AP Precalculus: Polar Form of Complex Numbers & Conversions
1. Modulus and Argument
- Given \( z = a + bi \):
- Modulus (absolute value): \( r = |z| = \sqrt{a^2 + b^2} \)
- Argument (angle): \( \theta = \arg(z) = \tan^{-1}\left(\frac{b}{a}\right) \)
(Adjust for quadrant; use \( \arctan2(b,a) \) if available)
2. Rectangular to Polar Form
- Rectangular: \( z = a + bi \)
- Polar: \( z = r\left(\cos\theta + i\sin\theta\right) \) or \( z = r\operatorname{cis} \theta \)
- Find \( r \) and \( \theta \) as above; plug in to write in polar form.
3. Polar to Rectangular Form
- If \( z = r(\cos\theta + i\sin\theta) \), then
- Real part: \( a = r\cos\theta \)
- Imaginary part: \( b = r\sin\theta \)
- Rectangular: \( z = a + bi \)
4. Converting Between Forms
- Rectangular to Polar: Find \( r, \theta \) as above and write \( z = r\operatorname{cis}\theta \)

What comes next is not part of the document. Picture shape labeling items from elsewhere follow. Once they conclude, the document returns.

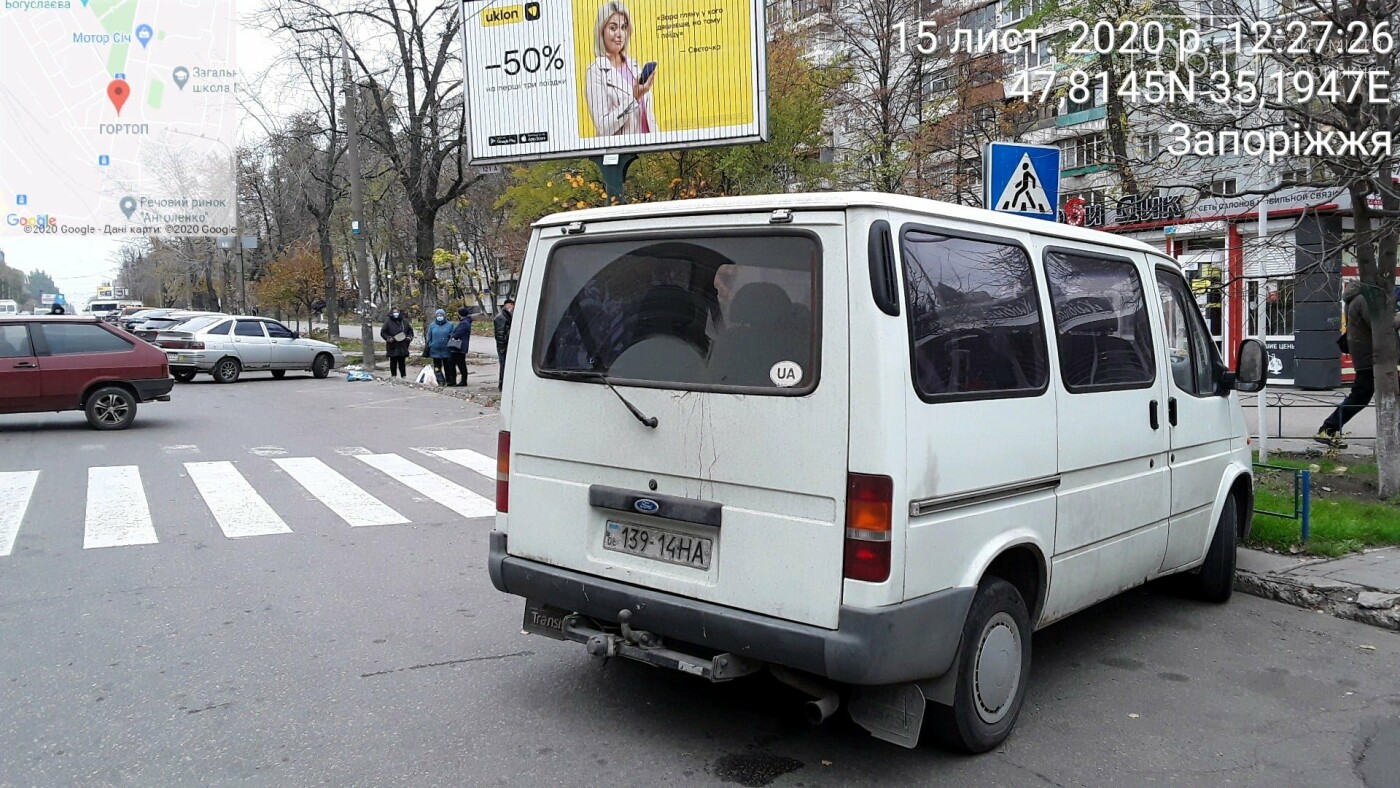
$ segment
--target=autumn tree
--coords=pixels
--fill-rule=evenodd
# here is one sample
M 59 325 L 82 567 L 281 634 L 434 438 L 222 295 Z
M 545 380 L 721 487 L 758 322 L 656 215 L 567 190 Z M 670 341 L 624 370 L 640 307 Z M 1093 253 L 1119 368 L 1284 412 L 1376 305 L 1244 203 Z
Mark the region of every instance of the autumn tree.
M 307 245 L 294 246 L 267 266 L 255 290 L 263 305 L 297 315 L 300 329 L 301 315 L 309 316 L 325 293 L 321 259 Z

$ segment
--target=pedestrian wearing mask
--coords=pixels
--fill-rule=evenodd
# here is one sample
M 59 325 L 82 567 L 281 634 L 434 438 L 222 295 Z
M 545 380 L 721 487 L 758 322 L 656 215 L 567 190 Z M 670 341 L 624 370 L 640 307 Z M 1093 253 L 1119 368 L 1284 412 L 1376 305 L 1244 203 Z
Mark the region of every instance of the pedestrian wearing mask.
M 413 326 L 403 316 L 398 307 L 389 311 L 389 319 L 379 328 L 379 339 L 384 340 L 389 356 L 389 377 L 407 378 L 409 372 L 409 343 L 413 342 Z
M 1352 280 L 1341 288 L 1341 301 L 1347 308 L 1345 339 L 1337 344 L 1343 353 L 1351 354 L 1351 368 L 1355 377 L 1351 379 L 1351 392 L 1341 400 L 1337 410 L 1322 423 L 1313 439 L 1319 444 L 1329 444 L 1337 448 L 1347 448 L 1341 441 L 1341 428 L 1347 421 L 1371 404 L 1371 397 L 1376 393 L 1375 353 L 1372 346 L 1371 307 L 1366 305 L 1365 286 Z M 1400 330 L 1400 314 L 1392 318 L 1393 330 Z
M 472 344 L 472 314 L 462 307 L 456 311 L 458 322 L 456 328 L 452 329 L 452 339 L 448 340 L 447 349 L 451 353 L 449 371 L 447 379 L 456 379 L 456 386 L 466 388 L 466 351 Z M 454 384 L 448 384 L 454 385 Z
M 428 343 L 428 358 L 433 360 L 433 371 L 437 372 L 438 382 L 445 382 L 449 386 L 456 385 L 456 374 L 452 370 L 451 358 L 452 350 L 448 347 L 448 342 L 452 339 L 452 330 L 456 323 L 448 322 L 447 312 L 438 309 L 433 314 L 433 322 L 428 323 L 427 343 Z
M 505 388 L 505 350 L 511 342 L 511 321 L 515 315 L 515 300 L 507 298 L 505 304 L 501 304 L 501 314 L 496 315 L 496 357 L 501 363 L 501 377 L 496 384 L 496 388 Z

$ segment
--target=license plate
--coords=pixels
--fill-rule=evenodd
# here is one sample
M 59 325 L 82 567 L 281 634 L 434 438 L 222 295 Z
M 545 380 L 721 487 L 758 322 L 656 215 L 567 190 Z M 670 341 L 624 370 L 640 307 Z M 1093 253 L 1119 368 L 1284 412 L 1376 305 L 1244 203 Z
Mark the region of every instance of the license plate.
M 714 539 L 650 525 L 608 521 L 608 529 L 603 532 L 603 550 L 708 570 L 710 558 L 714 556 Z

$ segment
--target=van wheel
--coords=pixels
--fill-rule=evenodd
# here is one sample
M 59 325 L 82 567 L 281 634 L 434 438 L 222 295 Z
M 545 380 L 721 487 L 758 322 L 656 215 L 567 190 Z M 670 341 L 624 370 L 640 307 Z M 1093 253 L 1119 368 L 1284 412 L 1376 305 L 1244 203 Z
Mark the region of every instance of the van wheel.
M 1000 577 L 977 586 L 956 669 L 952 708 L 930 707 L 932 731 L 952 749 L 984 753 L 1011 735 L 1030 680 L 1030 614 L 1016 586 Z
M 94 430 L 126 430 L 136 420 L 136 396 L 120 386 L 104 386 L 88 395 L 83 411 Z
M 1211 537 L 1211 549 L 1205 553 L 1205 563 L 1193 577 L 1191 592 L 1207 602 L 1229 602 L 1235 591 L 1235 528 L 1239 525 L 1239 514 L 1235 495 L 1225 498 L 1221 509 L 1221 519 L 1215 523 L 1215 536 Z

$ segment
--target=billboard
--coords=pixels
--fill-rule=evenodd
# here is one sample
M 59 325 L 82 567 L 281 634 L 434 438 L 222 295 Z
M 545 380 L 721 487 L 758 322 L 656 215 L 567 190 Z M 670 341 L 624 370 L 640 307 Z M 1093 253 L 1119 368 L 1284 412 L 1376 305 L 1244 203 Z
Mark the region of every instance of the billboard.
M 462 0 L 473 165 L 767 137 L 763 0 Z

- Polar to Rectangular: \( z = r\cos\theta + i r\sin\theta \)
- "cis" notation: \( \operatorname{cis}\theta = \cos\theta + i\sin\theta \)
5. Match Polar Equations & Graphs (Basics)
- Points in polar: \( (r, \theta) \)
- Complex numbers in polar: on plane, angle \( \theta \) from positive real axis, modulus as radius
- Common polar graphs: circles (\( r = a \)), lines (\( \theta = \alpha \)), spirals, roses etc.